突然の帰国辞令を受けられる保護者の大半は、まず子供の編入先を検討なさるようです。しかし、もし子供が高校生であれば、必ずしも「帰国=編入先の検討」という流れにはなりません。高校生の場合は「単身滞在をさせるか、高校編入のために家族と一緒に連れて帰るか」のいずれかをご選択いただくことになります。今回は、その決め手となるのは何かをお伝えします。
■志望大学・学部から決める
帰国辞令を受けられた方には進路面談をご用意し、編入・単身滞在のいずれが望ましいかを一緒に検討させていただいています。その面談を経て、今年も多くの高校生が単身滞在という道を選びました。それは「高校の最終学年を海外で終えていること(在外の日本の高校は含まない)」を出願資格とする大学を目指しているからです。日本の高校に編入しても、帰国枠で受験できる大学はあるのですが、難関校(東京、京都・法、一橋、大阪、早稲田、慶応など)の人気学部については、やはり「海外の高校卒業」が出願条件として明記されているのです。
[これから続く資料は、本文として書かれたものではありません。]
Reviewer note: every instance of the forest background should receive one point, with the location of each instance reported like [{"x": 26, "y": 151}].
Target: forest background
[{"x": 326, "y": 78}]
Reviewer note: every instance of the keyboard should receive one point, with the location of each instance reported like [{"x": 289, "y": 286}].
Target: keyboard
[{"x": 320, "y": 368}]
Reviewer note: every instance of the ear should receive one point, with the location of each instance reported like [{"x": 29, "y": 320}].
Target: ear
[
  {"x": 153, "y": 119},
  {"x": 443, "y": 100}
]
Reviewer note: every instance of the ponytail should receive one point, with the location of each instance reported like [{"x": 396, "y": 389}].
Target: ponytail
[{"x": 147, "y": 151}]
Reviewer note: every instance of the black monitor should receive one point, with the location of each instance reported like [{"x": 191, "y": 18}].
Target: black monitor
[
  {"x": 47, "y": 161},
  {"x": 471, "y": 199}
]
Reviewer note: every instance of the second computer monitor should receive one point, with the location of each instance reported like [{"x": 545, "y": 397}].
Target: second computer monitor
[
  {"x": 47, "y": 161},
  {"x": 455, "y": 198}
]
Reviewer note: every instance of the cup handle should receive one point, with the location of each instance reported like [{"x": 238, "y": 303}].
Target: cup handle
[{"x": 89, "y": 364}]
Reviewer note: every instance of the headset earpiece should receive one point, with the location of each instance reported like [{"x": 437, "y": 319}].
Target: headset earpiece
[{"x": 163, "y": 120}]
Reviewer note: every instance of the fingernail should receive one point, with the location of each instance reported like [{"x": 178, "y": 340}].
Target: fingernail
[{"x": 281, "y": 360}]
昨今の就職活動では、大学名で一次試験(書類選考)の合否を決める企業も少なくないため、保護者が子供の就職を踏まえてできるだけ難関校に進学できる道を整えておくことが大切です。
■理・社、古文の学力から決める
前述の「志望大学・学部の出願条件から決める」点以外に、単身滞在を選ぶ決め手となっているのは、高校生が「イギリスで頑張って勉強してきたIB、GCE、APカリキュラムを途中で終わらせ、突然一般入試の勉強に切り替える」ことに抵抗を感じている点です。例えば国立大学を帰国枠ではなく一般で受験すれれますし、入試科目が少ない私立大学でも、やはり古文・漢文をしっかりと勉強しなければなりません。ですから、これらの科目の学習経験に基づき、理科・社会、古文・漢文の学力を一般入試のレベルまで到達させるのは現実的かどうかをご検討のうえ、単身滞在か、高校編入かをご選択ください。
■よく受けるご質問への回答
最後に、単身滞在・編入についてよくいただくご質問を紹介します。
1.単身滞在について
「単身滞在では帰国枠で受験できない大学があると聞きます。大丈夫でしょうか」というご質問を受けますが、イギリス在住の高校生が志望する大学・学部では、総じて単身滞在でも帰国枠が使えますから、特に問題はないと言って良いでしょう。
2.編入先について
「大学は帰国枠を使って受ける予定です。この場合、編入先を選ぶうえで気をつけるべきことは何ですか」というご質問については、「高校の環境以上に〈帰国枠で複数の大学を受験するために、高三の九月以降に学校を何日か欠席するのを認めてくれるか〉や〈推薦状の執筆を快諾してもらえるか〉を確認したうえで編入先を選ぶ点」であると答えています。特に書類選考重視型の大学を受ける際は、編入先の先生の理解を得て、内申書や中身のある推薦状を書いてもらう必要があります。
もし、大学受験が一般枠であれば、編入希望先の大学進学実績を必ず確認してください。高校により、国立・私立大学合格者の比率は大きく異なります。国立大学合格者が多い学校は、理科・社会を含む五科目のサポート体制がある程度整っていると推測できますが、国立大学の合格者が少なければ、その高校のカリキュラムは私立大学受験型(理・社以上に、英語力強化を重視するなど)である可能性があります。
3.大学のAO入試について
編入の時期に関わらず受験できるAO入試は、帰国枠に比べ倍率が高くなる傾向があります。AO入試も視野に入れている場合は、まず志望大学のAO入試の受験科目や傾向を確認しましょう。小論文は多くのAO入試で課されている科目ですが、高校現代社会や時事問題の知識がなければ書けないものが多いため、放課後に塾や予備校などで時事問題の解説授業を受けたり、高校社会の教科書を使って自分で勉強したり、社説を書き写すなどの方法で、基礎力を身につけるように努めましょう。他には、英語力の証明となるTOEFL・TOEICの受験や、願書に添付する課題作文・レポートの題材や出願資格になるボランティアをすることも大切です。